The piece that I wrote four years ago centered on the Lovecraft story "The Statement of Randolph Carter."  It was the first story in the collection.  In writing about his strong vocabulary, I selected a dozen or so very unusual words that Lovecraft had used in the story, many of an arcane nature,  and presented them in their original context.

"Lovecraft Words" proved to be one of the most highly read entries that I ever made in this blog.
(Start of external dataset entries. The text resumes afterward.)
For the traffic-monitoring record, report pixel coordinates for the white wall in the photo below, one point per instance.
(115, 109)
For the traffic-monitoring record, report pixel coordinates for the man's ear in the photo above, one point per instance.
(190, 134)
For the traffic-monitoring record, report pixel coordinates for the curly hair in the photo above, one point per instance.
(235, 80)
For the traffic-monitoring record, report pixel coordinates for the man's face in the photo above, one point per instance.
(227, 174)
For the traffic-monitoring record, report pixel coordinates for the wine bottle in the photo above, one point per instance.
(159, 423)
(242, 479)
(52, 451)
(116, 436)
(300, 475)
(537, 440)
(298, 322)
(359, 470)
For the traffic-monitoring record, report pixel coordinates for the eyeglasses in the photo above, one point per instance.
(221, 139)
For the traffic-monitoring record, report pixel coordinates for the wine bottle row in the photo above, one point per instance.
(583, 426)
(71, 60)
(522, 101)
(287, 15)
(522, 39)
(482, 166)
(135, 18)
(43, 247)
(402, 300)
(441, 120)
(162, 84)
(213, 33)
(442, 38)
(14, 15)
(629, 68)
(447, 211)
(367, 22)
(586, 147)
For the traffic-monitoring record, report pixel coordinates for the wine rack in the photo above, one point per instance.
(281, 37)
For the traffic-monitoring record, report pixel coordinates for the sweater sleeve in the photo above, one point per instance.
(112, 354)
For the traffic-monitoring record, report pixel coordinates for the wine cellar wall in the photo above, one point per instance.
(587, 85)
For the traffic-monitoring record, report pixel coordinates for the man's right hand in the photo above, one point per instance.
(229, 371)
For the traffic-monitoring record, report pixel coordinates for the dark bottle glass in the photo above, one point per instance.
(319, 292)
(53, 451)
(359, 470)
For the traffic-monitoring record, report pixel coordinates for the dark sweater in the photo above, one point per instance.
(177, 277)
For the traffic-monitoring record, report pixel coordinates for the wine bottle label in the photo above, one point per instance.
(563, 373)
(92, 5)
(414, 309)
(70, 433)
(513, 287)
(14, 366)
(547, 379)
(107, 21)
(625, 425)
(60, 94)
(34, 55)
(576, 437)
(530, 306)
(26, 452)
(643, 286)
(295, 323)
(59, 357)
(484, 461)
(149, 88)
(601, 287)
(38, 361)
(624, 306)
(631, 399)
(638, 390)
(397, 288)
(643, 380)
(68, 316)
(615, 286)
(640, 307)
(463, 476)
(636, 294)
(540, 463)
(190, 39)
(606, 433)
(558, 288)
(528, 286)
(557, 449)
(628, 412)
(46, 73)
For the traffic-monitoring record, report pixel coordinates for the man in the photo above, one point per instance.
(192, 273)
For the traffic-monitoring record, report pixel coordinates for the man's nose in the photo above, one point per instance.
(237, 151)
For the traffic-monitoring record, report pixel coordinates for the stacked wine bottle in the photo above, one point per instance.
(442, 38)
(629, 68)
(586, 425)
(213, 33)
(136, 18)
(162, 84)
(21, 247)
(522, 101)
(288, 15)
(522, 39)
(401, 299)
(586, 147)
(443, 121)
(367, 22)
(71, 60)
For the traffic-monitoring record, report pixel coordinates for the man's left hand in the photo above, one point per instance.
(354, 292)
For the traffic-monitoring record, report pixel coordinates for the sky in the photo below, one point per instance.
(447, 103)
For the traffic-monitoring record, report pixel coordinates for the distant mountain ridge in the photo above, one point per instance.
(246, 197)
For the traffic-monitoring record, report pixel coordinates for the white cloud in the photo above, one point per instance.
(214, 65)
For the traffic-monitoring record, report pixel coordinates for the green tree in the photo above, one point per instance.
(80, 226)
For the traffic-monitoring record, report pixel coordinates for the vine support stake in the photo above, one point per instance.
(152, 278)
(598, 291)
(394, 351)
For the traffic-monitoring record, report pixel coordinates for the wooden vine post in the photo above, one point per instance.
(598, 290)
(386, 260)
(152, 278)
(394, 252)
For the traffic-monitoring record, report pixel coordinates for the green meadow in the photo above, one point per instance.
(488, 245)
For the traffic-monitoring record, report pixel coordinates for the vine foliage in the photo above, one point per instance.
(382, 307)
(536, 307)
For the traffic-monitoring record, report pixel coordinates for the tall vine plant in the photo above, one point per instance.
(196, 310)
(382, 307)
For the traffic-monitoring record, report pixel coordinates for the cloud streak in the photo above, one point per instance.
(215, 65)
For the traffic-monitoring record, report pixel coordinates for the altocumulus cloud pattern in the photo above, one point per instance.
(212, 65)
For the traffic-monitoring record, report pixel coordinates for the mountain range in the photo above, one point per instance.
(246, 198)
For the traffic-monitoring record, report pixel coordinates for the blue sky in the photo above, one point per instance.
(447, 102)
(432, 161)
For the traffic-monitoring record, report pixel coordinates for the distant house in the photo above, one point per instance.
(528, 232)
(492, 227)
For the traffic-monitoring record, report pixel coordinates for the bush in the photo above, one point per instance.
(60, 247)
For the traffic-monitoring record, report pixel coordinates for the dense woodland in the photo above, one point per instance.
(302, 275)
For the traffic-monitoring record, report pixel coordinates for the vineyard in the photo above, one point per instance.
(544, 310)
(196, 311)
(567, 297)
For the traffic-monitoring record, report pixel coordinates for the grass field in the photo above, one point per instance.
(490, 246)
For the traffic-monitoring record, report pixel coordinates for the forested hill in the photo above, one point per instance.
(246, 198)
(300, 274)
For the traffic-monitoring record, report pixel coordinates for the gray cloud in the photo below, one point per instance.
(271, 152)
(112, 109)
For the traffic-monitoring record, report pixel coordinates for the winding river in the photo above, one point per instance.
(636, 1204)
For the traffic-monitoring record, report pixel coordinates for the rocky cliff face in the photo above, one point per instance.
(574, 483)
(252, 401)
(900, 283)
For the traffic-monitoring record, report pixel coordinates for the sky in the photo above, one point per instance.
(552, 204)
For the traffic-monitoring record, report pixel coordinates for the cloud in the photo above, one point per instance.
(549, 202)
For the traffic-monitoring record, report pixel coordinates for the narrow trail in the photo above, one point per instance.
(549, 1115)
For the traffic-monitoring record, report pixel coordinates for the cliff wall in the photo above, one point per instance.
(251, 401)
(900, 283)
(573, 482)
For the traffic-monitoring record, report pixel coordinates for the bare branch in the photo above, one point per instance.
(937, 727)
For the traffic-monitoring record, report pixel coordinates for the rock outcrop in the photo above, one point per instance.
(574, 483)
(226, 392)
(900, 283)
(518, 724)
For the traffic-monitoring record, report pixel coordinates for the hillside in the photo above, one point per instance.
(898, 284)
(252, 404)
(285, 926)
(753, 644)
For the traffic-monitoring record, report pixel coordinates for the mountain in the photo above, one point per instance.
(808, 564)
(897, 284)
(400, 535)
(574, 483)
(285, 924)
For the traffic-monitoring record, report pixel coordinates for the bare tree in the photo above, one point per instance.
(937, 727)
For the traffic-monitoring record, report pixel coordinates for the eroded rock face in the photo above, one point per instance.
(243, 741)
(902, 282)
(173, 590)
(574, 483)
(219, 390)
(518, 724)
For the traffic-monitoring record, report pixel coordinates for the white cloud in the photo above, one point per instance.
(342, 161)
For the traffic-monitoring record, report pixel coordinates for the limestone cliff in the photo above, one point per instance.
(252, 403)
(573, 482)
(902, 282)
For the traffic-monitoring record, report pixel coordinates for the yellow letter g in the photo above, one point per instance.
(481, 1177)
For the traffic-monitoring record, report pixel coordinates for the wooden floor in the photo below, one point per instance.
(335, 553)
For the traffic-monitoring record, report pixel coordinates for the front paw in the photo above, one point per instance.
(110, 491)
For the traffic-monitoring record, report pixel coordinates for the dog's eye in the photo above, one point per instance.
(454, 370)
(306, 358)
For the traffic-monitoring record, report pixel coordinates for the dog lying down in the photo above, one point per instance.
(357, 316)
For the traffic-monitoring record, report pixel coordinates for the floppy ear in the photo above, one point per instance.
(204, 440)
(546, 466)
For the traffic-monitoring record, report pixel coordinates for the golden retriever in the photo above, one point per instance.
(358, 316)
Recently I purchased a "complete" collection of the works of H.P. Lovecraft which, of course, contains works not included in the Library of America edition.  The stories in the complete collection appear be presented chronologically.  The first story, "The Beast in the Cave," the tale of a young boy who becomes lost in Mammoth Cave when he strays from a tour, was written by H.P. Lovecraft when he was only thirteen-years-old.  And even though the writer was a mere lad when he put pen to paper and drafted that story, the writing was exceptionally strong.

Here are some examples of the word power that H.P. Lovecraft was able to employ as a very young adolescent:

"The horrible conclusion which had been gradually obtruding itself upon my confused and reluctant mind was now an awful certainty." 
"I was lost, completely, hopelessly lost in the vast and labyrinthine recesses of Mammoth Cave." 
"If I must die, I reflected, then was this terrible yet majestic cavern as welcome a sepulchre as that which any churchyard might afford;  a conception which carried with it more of tranquility than of despair." 
"I remembered the accounts which I had heard of the colony of consumptives, who, taking their residence in this gigantic grotto to find health from the apparently salubrious air of the underground world, with its steady, uniform temperature, pure air, and peaceful quiet, had found, instead, death in strange and ghastly form." 
"And then I shouted, yelled, screamed, even shrieked with joy as I beheld the vaulted arches above the faint and glimmering effulgence which I knew to be the reflected light of an approaching torch." 
"The hands or feet were not prehensile, a fact that I ascribed to that long residence in the cave which, as I before mentioned, seemed evident from the all-pervading and almost unearthly whiteness so characteristic of the whole anatomy." 
"As I looked more closely, I saw that they were set in a face less prognathous than that of thee average ape, and infinitely more hairy."

Those are some mighty big words for a thirteen-year-old!

(Boone Macy, you need to be reading the dictionary and taking notes!)